Click on the “Image” tab and you sould see the Connector. Select it and click on the “Launch” button. In the “General Settings” screen, give the Connector a name and then click on “Advanced Settings”.

Docker container general settings
Docker container general settings

Under “Advanced Settings”, go to the “Network” tab, and make sure to check the box next to “Use the same network as Docker Host”.

Docker container advanced settings
Docker container advanced settings

Next, go to the “Environment” tab and you should see several variables listed. Make sure that the REFRESH_TOKEN, ACCESS_TOKEN, and TENANT_URL variables are defined. For the first two variables, paste in the two tokens that you generated earlier. For the third variable, enter your Twingate URL (e.g., https://jlhome.twingate.com).

Docker container environment variables
Docker container environment variables

Click “Apply” to save the settings, then click “Next” and you should see a summary of the settings you configured. Make sure to check “Run this container after the wizard is finished” and click “Apply”. The container for your Twingate Connector should have been successfully created. Check in Docker that the container is running. If it is not, click the on/off toggle on the right.

Go back the Twingate web portal and you should see that the Connector’s status has automatically turned green, indicating that the Connector was successfully deployed.

Connector is connected
Connector is connected

Keeping the Twingate connector up to date

We regularly update our connector with improvements. Follow these steps to update your Docker container:

  • Go to the “Registry” tab and download the latest version of twingate/connector
  • Go to the “Container” tab and stop twingate/connector
  • Go to the “Actions” menu and select “Clear” (or might be named “Reset”)
  • Restart the twingate/connector container

Add a Resource

You’ve now set up a Connector on your Synology NAS. This Connector enables remote access for any device or service on your home network (called a “Resource” in Twingate). Go back to your Remote Network and click on the “Add Resource” link. You’ll see a popup like the one below. Click on the “CIDR Address” box, choose a Label name for the Resource, enter the local IP address of your Synology NAS (probably something like 10.x.x.x or 192.168.x.x), choose 5000 for the Port Restriction, and click “Add Resource”.

Add a Resource
Add a Resource

Congrats! Your Synology NAS is now enabled for secure remote access.

Setup is complete
Setup is complete

Set up the Twingate client

All that’s left to do now is to install Twingate on your device (we support Windows, Mac, Linux and have apps for iOS and Android) and access your Synology NAS. As an example, let’s walk through setting up the Twingate client on iOS.

First, download and install the iOS app here. Type in the Network URL that you chose when you signed up and tap “Join Network”. You’ll be automatically asked to log in using the same account you used to sign up. After signing in, you’ll land on the home screen, where you should already see your Synology NAS Resource listed. When you are connected to your Twingate network, a “VPN” icon will appear in the top bar of your screen.

To test it out, stay connected to Twingate, disconnect from your local network (e.g., by disabling WiFi), and navigate to your Synology NAS on your phone’s browser. You should be able to access it just as if you were at home.
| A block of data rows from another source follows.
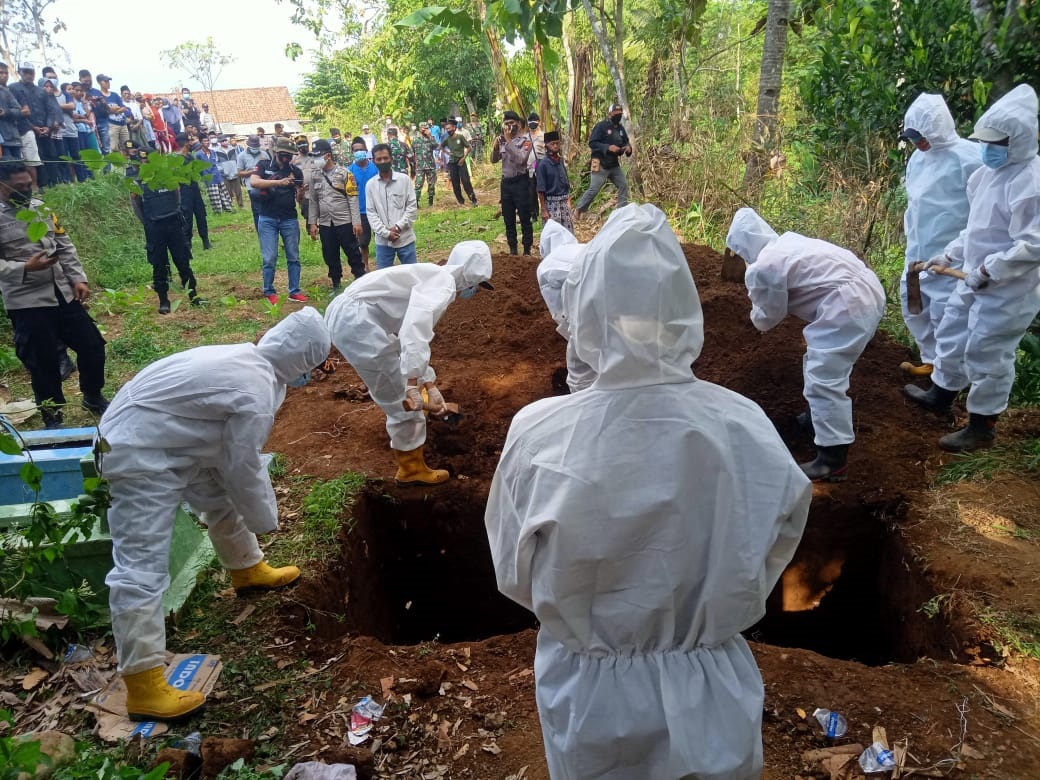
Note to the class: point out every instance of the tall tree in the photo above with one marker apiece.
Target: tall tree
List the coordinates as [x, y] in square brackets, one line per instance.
[767, 137]
[203, 62]
[25, 28]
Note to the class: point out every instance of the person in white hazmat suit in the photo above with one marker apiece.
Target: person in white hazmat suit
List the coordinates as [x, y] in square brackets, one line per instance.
[842, 302]
[989, 311]
[937, 210]
[190, 427]
[561, 252]
[383, 325]
[644, 521]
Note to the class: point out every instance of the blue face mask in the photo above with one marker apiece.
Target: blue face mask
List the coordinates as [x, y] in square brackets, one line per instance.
[301, 380]
[993, 156]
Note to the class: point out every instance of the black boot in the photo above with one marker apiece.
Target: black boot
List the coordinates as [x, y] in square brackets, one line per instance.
[66, 365]
[831, 464]
[979, 434]
[95, 403]
[936, 399]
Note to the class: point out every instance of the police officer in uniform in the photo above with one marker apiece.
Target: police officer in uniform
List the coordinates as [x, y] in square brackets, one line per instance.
[159, 211]
[43, 286]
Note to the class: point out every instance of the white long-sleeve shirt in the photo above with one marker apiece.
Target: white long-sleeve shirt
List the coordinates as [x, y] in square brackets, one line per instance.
[391, 203]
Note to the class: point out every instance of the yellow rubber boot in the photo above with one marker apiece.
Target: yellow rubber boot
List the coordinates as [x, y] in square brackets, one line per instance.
[412, 469]
[263, 577]
[925, 369]
[151, 698]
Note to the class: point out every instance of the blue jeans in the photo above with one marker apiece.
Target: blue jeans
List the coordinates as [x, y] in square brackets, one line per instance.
[103, 138]
[385, 255]
[269, 229]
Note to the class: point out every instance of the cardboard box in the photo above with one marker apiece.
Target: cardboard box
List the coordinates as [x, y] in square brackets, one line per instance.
[199, 672]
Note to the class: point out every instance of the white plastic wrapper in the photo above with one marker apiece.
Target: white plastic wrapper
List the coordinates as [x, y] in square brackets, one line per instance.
[877, 758]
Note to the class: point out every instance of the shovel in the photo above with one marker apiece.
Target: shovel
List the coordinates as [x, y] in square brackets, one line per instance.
[733, 267]
[914, 302]
[450, 415]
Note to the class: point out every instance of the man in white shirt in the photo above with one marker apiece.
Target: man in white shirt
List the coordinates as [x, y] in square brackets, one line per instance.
[392, 210]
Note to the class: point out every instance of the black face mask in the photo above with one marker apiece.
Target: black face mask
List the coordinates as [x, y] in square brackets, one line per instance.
[21, 197]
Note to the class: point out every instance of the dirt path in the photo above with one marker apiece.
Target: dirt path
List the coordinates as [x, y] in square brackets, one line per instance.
[845, 630]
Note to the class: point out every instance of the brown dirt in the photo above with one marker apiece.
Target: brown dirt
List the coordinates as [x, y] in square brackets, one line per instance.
[877, 547]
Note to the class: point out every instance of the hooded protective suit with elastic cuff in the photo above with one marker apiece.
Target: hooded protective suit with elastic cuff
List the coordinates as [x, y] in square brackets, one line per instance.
[644, 521]
[826, 286]
[190, 427]
[383, 325]
[981, 329]
[937, 210]
[552, 273]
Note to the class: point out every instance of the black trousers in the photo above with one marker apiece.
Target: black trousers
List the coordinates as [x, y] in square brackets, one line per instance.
[164, 240]
[460, 179]
[336, 238]
[516, 202]
[37, 335]
[193, 208]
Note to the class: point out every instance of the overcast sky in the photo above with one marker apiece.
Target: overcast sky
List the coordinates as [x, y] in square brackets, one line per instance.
[124, 42]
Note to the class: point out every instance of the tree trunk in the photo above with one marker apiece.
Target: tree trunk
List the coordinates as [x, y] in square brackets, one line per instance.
[505, 88]
[543, 89]
[767, 137]
[619, 83]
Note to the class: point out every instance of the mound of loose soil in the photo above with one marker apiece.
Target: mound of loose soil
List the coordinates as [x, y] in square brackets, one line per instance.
[415, 568]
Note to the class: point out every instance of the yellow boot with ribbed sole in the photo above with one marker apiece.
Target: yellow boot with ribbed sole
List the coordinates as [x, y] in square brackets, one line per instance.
[151, 698]
[412, 469]
[925, 369]
[262, 577]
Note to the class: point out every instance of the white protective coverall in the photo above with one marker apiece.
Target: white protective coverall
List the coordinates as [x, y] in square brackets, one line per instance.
[644, 521]
[981, 330]
[560, 258]
[190, 427]
[383, 325]
[937, 210]
[828, 287]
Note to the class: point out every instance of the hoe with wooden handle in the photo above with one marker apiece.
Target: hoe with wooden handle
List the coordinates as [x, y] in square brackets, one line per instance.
[914, 302]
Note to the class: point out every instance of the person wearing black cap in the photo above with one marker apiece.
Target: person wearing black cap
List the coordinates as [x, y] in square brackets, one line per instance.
[608, 141]
[191, 204]
[334, 214]
[514, 150]
[553, 186]
[458, 149]
[159, 211]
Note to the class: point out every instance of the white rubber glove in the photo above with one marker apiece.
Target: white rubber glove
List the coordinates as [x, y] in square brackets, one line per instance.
[978, 279]
[939, 261]
[436, 399]
[413, 398]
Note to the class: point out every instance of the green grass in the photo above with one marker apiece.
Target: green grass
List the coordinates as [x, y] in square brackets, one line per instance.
[1018, 457]
[1016, 633]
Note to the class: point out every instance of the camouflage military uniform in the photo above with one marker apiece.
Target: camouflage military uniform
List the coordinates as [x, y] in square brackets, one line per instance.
[398, 155]
[425, 150]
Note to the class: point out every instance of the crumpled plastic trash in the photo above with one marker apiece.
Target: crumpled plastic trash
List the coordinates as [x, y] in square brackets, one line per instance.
[834, 724]
[318, 771]
[877, 758]
[365, 712]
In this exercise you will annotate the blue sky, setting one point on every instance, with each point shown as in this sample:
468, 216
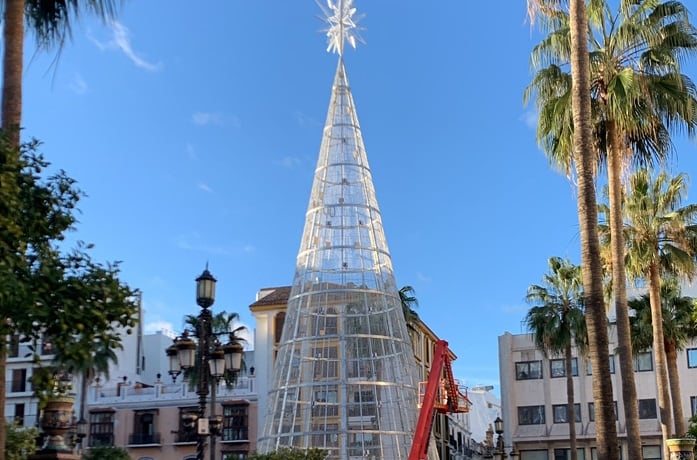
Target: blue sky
195, 132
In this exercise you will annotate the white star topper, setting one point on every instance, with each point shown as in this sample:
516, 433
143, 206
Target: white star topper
343, 26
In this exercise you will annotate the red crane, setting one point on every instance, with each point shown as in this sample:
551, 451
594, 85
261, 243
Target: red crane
441, 395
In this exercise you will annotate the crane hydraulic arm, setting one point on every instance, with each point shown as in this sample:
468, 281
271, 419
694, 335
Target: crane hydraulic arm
441, 395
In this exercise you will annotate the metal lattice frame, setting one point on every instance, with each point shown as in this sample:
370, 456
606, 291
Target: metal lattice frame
345, 375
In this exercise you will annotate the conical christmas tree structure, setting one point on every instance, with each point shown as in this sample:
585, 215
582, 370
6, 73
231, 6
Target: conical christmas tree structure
344, 378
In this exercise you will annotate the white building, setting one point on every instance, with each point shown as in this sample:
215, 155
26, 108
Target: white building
533, 390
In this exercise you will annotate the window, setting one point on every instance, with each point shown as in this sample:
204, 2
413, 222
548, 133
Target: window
528, 370
531, 415
234, 455
46, 345
278, 326
651, 452
101, 429
591, 412
325, 402
13, 346
331, 320
533, 455
691, 357
19, 380
326, 362
647, 408
144, 428
557, 367
235, 422
565, 454
187, 431
589, 367
594, 453
560, 413
19, 414
325, 435
643, 362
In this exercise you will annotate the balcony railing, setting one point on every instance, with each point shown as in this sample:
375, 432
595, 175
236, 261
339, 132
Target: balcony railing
166, 392
101, 439
137, 439
235, 434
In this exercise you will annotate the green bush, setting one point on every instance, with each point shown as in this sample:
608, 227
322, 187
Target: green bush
20, 441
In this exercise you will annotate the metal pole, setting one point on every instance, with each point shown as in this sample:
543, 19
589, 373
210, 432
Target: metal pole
204, 333
214, 384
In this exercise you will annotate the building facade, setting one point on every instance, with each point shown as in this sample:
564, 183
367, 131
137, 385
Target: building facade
533, 389
149, 420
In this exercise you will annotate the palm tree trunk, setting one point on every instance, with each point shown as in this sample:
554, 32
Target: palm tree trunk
3, 389
11, 113
598, 342
570, 412
675, 393
662, 385
619, 289
13, 39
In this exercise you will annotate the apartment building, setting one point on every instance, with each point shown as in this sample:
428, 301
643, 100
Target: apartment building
533, 389
150, 419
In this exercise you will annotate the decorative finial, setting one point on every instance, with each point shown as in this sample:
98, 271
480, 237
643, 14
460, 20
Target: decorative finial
343, 24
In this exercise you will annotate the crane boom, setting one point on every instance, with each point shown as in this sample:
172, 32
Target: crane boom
441, 395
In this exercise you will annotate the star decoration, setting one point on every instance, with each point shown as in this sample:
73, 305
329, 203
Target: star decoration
343, 25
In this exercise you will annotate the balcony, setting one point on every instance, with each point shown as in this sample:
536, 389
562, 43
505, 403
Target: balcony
101, 439
245, 386
140, 439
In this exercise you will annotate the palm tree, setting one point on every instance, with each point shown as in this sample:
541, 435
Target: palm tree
574, 122
557, 323
638, 95
50, 22
407, 296
679, 327
661, 238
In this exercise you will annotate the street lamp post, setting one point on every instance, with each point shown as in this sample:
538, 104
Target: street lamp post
209, 360
500, 451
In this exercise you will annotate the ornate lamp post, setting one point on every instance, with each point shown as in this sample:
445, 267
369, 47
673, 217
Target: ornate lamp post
208, 358
500, 451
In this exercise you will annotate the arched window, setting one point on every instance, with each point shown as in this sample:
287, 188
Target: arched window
279, 319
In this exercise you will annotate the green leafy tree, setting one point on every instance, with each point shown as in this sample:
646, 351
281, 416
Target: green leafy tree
21, 441
106, 453
291, 454
50, 21
557, 322
46, 289
679, 327
88, 356
661, 239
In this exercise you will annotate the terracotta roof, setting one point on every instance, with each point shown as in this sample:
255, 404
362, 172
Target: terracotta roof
277, 296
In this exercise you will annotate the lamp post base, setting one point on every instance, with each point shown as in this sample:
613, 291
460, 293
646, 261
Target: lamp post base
41, 455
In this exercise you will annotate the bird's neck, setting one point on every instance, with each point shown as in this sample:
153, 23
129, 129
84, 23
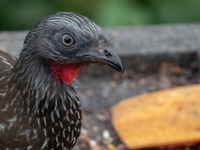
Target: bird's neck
32, 76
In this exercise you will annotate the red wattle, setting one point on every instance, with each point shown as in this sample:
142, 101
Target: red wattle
65, 72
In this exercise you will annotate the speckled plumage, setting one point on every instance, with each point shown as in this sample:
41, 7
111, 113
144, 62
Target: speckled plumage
37, 111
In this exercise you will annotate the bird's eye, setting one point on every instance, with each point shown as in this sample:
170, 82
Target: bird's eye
67, 40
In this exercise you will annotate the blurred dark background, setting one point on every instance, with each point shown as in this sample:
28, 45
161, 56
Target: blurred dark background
23, 14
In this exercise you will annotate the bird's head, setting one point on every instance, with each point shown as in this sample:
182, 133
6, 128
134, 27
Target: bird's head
67, 41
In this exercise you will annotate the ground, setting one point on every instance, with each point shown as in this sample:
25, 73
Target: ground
98, 93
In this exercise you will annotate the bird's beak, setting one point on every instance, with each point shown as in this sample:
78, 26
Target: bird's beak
104, 56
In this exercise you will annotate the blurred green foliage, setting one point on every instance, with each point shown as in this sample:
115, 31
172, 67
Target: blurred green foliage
23, 14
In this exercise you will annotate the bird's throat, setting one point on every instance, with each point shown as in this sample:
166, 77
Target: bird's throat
65, 72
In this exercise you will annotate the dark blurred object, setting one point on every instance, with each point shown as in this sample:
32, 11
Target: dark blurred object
22, 14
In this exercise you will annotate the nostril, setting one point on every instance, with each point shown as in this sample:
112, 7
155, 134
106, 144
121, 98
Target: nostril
108, 54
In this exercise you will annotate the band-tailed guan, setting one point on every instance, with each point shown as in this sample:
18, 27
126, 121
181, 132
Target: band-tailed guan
39, 108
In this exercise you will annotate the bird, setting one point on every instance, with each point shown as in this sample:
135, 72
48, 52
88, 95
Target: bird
39, 106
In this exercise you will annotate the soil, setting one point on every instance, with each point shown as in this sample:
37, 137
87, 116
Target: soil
98, 93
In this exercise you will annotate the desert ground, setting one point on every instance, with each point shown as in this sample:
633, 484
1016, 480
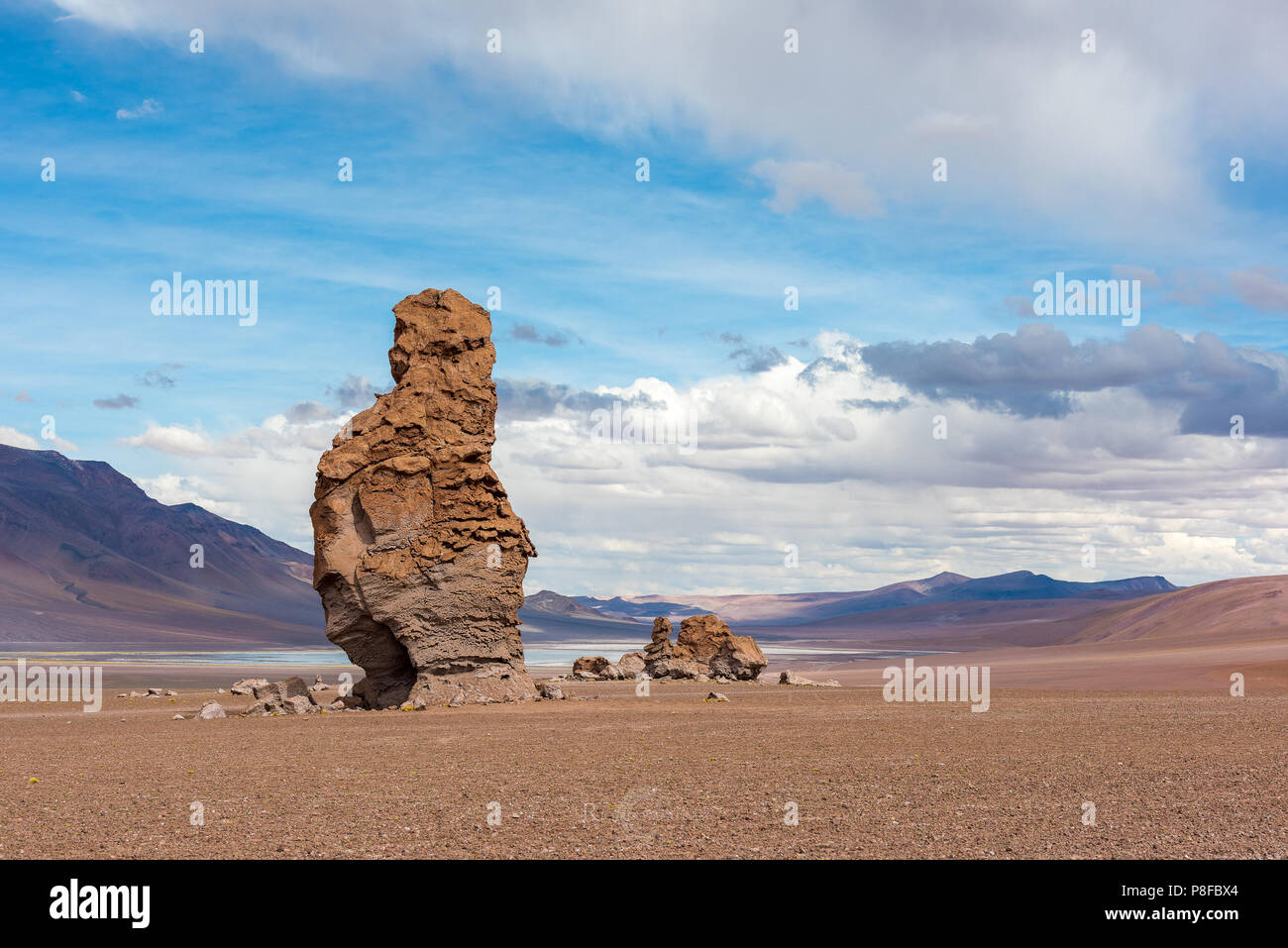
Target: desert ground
1190, 773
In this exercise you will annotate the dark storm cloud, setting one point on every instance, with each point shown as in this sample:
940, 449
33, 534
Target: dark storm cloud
1037, 371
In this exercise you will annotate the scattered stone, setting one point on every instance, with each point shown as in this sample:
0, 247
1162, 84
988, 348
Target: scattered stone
631, 665
704, 648
791, 678
596, 669
278, 691
211, 710
420, 559
287, 697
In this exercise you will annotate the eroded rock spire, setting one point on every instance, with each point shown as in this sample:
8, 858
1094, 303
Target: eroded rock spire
419, 558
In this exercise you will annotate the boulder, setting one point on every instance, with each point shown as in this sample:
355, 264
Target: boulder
596, 669
791, 678
211, 710
632, 664
711, 643
278, 691
420, 559
704, 648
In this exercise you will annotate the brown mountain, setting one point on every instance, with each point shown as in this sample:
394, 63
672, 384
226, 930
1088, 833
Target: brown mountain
86, 557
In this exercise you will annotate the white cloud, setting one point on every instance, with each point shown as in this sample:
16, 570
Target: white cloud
1109, 140
14, 438
172, 440
143, 108
799, 181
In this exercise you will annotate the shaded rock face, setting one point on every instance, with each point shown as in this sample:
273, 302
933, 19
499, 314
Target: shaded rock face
419, 558
704, 647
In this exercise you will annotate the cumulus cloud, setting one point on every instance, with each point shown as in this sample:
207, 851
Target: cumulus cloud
1258, 287
758, 359
145, 108
172, 440
1038, 369
161, 376
355, 393
527, 333
1073, 145
117, 402
14, 438
799, 181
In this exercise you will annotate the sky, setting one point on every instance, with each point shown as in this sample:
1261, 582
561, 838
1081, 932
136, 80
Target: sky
907, 175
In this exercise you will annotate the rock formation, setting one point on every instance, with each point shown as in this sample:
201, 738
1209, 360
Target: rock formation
420, 559
706, 648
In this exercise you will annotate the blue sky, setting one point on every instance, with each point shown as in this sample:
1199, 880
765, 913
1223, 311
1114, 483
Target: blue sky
518, 171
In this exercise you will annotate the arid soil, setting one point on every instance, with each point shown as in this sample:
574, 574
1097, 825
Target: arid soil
1171, 775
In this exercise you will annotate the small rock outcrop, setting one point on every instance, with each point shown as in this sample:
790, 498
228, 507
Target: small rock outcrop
211, 710
704, 648
287, 697
791, 678
596, 669
420, 559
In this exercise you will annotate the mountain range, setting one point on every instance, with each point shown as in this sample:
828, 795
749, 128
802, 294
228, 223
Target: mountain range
88, 558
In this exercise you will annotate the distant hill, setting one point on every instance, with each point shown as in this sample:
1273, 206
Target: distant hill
553, 604
799, 608
1243, 609
86, 557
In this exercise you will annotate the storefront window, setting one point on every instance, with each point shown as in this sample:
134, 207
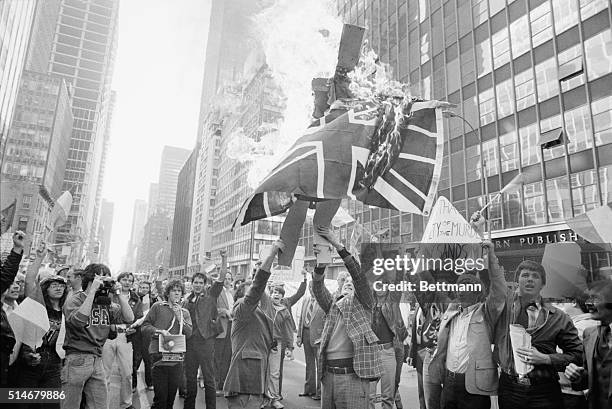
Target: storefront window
541, 24
508, 150
602, 120
519, 35
566, 14
512, 210
534, 204
559, 205
598, 55
547, 79
584, 191
525, 90
578, 128
530, 150
505, 99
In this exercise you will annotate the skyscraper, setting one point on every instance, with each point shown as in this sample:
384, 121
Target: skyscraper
16, 17
173, 159
83, 52
533, 80
105, 230
179, 250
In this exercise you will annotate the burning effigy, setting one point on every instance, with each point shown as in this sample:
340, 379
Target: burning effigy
369, 140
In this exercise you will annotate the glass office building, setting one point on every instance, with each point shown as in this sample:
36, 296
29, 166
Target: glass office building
534, 81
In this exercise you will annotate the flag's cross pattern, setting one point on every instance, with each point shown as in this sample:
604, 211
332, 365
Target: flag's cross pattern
328, 162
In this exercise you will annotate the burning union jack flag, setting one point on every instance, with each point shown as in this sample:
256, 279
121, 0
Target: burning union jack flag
382, 155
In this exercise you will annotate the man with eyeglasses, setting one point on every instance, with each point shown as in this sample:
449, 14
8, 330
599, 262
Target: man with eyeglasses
596, 373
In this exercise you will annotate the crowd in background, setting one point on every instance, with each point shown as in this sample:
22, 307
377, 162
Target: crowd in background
233, 337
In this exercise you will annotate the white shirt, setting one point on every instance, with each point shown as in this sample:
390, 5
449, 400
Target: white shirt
457, 354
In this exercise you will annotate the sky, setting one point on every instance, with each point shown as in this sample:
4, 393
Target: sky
158, 79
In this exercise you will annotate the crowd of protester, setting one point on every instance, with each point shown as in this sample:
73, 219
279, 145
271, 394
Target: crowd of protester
236, 336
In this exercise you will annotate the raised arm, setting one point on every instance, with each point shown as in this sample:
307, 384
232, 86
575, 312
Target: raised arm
246, 306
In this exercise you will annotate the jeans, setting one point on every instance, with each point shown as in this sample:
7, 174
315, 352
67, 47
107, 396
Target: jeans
274, 363
47, 374
166, 379
141, 354
387, 380
345, 391
431, 390
84, 374
244, 401
122, 350
540, 396
455, 396
200, 353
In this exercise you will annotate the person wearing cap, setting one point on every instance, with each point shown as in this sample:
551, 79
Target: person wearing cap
41, 367
549, 328
120, 347
8, 271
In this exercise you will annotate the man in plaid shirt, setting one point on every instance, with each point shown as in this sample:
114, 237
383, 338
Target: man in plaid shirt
349, 352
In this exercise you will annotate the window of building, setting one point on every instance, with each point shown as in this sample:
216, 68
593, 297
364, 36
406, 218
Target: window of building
530, 149
566, 14
501, 48
483, 57
598, 55
534, 204
558, 196
486, 105
508, 151
519, 36
602, 120
547, 80
584, 191
505, 99
578, 129
525, 90
589, 8
541, 24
Finally, disconnect from Twingate and try accessing it again — you should see that it’s inaccessible.

Congrats! You’ve finished setting up Twingate for Synology NAS. You can now securely access anything that you have running on your Synology NAS, such as:

  • Streaming photos, music, or videos stored on your NAS from anywhere
  • Monitoring and reviewing camera footage using Surveillance Station
  • Using your NAS as a file server that you can use from anywhere

Join us in the community forum to share how things went and what cool use cases you’ve discovered!

Client setup
Client setup

Sharing is Caring

Do you want to share access with a family member? You can easily do this from the Twingate web UI. Just go to the Team tab and click “Invite User” to send an email invitation. The recipient would simply follow the same steps to download the Twingate client, join your network, and get access to your Synology NAS, or any other resource you set up!